えんどう豆の花 ・2007年7月28日公開・

Filed under: 2007年07月28日公開作品, 邦画 — kuro @ 6:47 pm

沖縄を代表する音楽家・宮良長包の人物像に迫る

戦争によって宮良長包の世界はすべて消滅したかに見えた。しかし、長包メロディーは民衆の心の中に生きていた。長包の教育音楽と作曲活動から、長包の魅力的な人間像と当時の沖縄の世相も浮かび上がってくる。

大正10年、38歳の時、音楽教育にかける情熱と力量が認められて、沖縄県師範学校の音楽教師に迎えられる。そして、次々と斬新な作品を生み出していく。

長包はまた、教え子たちと一緒に、「音楽の民衆化、音楽の郷土化」を懐き、全県各地に音楽行脚を展開した。やがて長包メロディーは新時代の人々の愛唱歌となって沖縄中に広がった。しかし、時代は次第に暗黒に覆われるようになり、軍国主義の足音が近づいてきた。そんなときにも長包は、郷土音楽への信念を曲げることなく、この民謡調の作品を量産する。

戦後60年。幻の作品といわれた「嵐の曲」の楽譜も発見された。今、珠玉の長包メロディーを次の世代につなげていくことが求められている。

登野城(とのしろ)尋常小学校から師範学校へ

県師範学校を卒業した長包は、1907年(明治40年)に八重山島高等小学校(後の登野城尋常小学校)の訓導として赴任、音楽教育者としてスタートを切った。24歳の頃だった。

当時は標準語励行の時代。長包は、「最初のうちは方言混じりの普通語、方言ちゃんぽんの標準語でいいよ」と教えながらも、心温まる授業を繰り広げる。

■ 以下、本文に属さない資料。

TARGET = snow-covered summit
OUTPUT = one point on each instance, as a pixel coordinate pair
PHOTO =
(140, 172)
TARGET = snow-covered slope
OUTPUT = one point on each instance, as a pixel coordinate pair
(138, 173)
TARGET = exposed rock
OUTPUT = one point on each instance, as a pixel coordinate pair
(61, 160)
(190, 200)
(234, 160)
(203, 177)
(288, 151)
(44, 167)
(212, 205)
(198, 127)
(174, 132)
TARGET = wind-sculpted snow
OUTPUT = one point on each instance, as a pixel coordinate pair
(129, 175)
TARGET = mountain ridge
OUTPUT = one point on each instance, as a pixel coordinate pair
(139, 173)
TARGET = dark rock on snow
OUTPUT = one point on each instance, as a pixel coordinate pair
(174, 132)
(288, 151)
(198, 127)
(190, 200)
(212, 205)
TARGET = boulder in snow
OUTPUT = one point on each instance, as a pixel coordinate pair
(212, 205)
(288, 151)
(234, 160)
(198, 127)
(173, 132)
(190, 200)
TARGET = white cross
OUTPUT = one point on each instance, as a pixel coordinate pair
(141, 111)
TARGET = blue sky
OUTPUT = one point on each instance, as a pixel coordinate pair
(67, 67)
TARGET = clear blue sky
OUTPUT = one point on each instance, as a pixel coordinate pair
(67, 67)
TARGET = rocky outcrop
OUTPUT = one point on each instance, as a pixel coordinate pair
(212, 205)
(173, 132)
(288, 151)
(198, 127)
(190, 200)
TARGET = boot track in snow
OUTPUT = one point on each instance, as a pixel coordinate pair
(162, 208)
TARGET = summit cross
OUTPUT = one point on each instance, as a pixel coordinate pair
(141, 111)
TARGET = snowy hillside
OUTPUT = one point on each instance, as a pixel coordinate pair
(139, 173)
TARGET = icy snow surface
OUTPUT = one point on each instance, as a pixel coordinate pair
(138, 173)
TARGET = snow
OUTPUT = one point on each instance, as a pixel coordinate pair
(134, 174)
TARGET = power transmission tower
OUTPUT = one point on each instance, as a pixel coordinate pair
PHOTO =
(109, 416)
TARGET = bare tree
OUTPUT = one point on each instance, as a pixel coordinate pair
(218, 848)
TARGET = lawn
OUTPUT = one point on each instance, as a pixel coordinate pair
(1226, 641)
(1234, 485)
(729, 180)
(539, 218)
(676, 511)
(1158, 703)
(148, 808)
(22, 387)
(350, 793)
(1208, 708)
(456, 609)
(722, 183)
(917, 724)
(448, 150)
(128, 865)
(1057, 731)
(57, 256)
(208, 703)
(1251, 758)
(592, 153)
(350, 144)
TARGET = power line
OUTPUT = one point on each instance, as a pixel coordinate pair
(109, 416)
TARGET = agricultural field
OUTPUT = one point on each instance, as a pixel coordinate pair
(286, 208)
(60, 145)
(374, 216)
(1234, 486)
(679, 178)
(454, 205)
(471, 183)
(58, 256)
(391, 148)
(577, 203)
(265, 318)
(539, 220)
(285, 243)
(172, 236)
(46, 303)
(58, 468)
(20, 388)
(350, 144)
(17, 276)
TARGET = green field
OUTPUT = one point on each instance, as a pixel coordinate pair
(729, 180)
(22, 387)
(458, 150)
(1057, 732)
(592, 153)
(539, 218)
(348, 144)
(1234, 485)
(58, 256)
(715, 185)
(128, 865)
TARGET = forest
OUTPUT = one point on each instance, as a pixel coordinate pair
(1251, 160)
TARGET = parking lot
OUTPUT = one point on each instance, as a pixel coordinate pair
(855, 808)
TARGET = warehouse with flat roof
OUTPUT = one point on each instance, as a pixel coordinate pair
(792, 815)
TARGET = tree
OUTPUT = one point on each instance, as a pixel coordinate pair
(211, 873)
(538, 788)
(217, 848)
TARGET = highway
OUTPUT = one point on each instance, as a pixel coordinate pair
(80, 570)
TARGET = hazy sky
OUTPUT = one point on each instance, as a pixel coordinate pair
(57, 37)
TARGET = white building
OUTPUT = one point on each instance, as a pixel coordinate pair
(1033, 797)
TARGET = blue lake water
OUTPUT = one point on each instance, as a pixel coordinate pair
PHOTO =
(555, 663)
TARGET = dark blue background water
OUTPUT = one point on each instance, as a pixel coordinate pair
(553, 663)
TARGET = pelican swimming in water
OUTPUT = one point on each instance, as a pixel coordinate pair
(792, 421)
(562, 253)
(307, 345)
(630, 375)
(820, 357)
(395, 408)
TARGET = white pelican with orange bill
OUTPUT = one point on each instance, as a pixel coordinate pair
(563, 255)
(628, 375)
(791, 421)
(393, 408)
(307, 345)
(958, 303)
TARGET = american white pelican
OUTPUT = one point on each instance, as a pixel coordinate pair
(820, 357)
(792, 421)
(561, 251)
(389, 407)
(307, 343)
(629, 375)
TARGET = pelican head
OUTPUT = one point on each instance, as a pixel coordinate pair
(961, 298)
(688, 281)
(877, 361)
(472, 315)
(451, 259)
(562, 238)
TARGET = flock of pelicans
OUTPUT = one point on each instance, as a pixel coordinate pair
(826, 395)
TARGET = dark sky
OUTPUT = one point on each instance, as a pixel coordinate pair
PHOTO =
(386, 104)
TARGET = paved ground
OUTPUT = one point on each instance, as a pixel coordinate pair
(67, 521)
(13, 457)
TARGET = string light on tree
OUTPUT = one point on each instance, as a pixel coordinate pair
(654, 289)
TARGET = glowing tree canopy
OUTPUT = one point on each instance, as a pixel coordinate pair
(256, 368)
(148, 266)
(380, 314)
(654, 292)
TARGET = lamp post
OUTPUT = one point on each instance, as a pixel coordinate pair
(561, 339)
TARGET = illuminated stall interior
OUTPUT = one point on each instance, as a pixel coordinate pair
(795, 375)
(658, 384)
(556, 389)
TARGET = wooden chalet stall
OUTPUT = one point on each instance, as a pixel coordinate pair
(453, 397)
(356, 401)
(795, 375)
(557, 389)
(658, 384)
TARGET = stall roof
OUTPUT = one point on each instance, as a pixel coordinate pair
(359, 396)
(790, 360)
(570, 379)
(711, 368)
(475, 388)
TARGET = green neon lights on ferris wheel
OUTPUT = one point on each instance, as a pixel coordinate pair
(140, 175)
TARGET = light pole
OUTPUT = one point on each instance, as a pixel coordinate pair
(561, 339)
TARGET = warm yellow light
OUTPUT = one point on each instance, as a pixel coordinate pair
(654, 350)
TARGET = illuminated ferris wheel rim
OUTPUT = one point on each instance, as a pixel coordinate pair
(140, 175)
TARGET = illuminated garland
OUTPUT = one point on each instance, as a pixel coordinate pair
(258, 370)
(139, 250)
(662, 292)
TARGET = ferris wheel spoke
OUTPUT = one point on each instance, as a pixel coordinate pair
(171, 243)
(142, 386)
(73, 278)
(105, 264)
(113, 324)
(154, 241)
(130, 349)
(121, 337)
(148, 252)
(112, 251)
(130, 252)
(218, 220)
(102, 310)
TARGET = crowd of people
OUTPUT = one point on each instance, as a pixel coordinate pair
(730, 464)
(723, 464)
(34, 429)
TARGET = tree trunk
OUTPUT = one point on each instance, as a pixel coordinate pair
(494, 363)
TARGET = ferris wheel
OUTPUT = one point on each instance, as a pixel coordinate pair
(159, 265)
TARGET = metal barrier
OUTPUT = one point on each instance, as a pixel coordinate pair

1921年(大正10年)、38歳で沖縄県師範学校教諭心得となり、41歳で名曲「えんどうの花」を作曲した。

「えんどうの花の歌詞は、金城栄治先生が書かれました」

師範学校の教室で、生徒を前に長包が説明する。

「南国沖縄にしては珍しく、えんどうの花は純白で可憐な花だ。ふるさとの畑は、一面いっぱいえんどうの花が咲いている。夜は明けきらず、太陽もまだ顔を出してない、朝もやが低く立ちこめている。えんどうの白い花びらは玉のような朝露が残っていて、冷たい風に揺れている。まるで絵に描いたように、ふるさとの情景が浮かんでくる。一羽のつばめが飛んでいるのもいい。何とも言えず、郷愁を誘うものだ」

撮影は那覇西高校の音楽教室で行われ、池田演じる長包がピアノを弾きながら「えんどうの花」を歌う貴重なシーンとなっている。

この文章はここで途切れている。